Le film de Raoul Coutard (1980) - La Légion saute sur Kolwezi - immortalise l'opération de sauvetage de Kolwezi en 1978 en République du Zaïre (aujourd'hui la RDC). MDW souhaite apporter sa petite contribution aux multiples analyses de ce qui se passe actuellement dans une partie de l'Afrique de l'Ouest sur le continent. La Communauté des États de l'Afrique de l'Ouest (CEDEAO) est une organisation régionale créée en 1975, composée de 15 pays, dont le Bénin, le Burkina Faso, le Cap-Vert, la Côte d'Ivoire, la Gambie, le Ghana, la Guinée, la Guinée-Bissau, le Libéria, le Mali, Niger, Nigéria, Sénégal, Sierra Leone et Togo.

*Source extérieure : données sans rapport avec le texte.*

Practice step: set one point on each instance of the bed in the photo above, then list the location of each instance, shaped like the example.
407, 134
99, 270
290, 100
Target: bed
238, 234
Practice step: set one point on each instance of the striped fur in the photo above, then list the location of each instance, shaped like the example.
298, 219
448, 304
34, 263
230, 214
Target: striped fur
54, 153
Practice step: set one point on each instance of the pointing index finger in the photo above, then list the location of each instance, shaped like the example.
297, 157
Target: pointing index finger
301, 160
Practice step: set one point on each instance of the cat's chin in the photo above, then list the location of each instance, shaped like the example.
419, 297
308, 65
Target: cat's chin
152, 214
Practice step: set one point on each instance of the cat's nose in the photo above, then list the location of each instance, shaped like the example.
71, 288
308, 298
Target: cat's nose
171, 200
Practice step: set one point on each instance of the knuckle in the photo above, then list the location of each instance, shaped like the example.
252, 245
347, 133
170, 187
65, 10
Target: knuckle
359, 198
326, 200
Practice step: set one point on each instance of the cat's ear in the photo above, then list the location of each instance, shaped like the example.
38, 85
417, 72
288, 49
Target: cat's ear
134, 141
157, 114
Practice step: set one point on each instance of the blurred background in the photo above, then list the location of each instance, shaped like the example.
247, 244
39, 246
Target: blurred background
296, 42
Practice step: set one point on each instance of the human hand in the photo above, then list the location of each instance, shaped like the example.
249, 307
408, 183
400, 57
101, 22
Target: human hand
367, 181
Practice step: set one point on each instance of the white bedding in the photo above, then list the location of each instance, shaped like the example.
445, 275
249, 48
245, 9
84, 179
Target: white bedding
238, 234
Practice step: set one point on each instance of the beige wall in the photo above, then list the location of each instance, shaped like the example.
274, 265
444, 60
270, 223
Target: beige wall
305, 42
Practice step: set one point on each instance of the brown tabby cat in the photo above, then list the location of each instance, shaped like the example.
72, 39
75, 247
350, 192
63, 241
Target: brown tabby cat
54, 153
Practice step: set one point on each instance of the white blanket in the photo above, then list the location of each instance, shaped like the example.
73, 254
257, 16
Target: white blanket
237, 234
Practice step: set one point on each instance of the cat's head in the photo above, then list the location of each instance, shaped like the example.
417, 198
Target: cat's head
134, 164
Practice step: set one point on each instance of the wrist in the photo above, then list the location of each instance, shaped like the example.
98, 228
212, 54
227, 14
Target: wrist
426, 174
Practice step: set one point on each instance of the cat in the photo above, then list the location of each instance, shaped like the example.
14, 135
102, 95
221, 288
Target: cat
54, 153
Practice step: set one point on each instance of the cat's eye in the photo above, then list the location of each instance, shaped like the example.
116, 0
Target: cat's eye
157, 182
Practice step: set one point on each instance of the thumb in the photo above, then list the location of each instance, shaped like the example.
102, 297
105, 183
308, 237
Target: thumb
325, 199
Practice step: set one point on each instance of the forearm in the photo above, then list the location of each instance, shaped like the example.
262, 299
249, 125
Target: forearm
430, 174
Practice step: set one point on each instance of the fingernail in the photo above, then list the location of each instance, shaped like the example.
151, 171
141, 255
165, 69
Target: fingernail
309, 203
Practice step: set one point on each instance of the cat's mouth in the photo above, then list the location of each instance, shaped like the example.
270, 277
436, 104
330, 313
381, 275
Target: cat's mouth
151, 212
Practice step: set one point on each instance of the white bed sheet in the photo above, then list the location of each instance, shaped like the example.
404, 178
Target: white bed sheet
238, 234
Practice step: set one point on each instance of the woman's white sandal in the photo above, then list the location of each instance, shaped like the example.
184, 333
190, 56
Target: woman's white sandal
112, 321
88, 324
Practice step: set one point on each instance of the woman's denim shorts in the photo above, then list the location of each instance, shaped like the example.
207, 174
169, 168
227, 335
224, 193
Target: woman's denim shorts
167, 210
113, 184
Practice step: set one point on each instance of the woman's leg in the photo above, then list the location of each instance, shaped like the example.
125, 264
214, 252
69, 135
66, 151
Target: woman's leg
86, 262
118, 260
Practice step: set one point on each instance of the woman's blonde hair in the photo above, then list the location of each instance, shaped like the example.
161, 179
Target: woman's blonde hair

La CEDEAO vise à atteindre les objectifs énoncés à l'article 3 de son traité fondateur : 1) Égalité et interdépendance entre les États membres ; 2) Solidarité et autosuffisance collective ; 3) Coopération interétatique, coordination des politiques et intégration des programmes ; 4) Non-agression entre les Etats membres ; Paix, sécurité et stabilité régionales ; 5) Résoudre pacifiquement les différends entre États membres, coopérer activement avec les pays voisins et promouvoir un environnement pacifique comme condition préalable au développement économique ; 6) Respecter, promouvoir et protéger les droits de l'homme et des peuples ; 7) transparence, justice économique et sociale et participation populaire au développement ; 8) reconnaissance et respect des règles et principes juridiques de la communauté ; 9) promotion et consolidation d'un système démocratique et gouvernement dans chaque état membre tel que prévu par la Déclaration de principes politiques adoptés le 6 Juillet 1991 à Abuja.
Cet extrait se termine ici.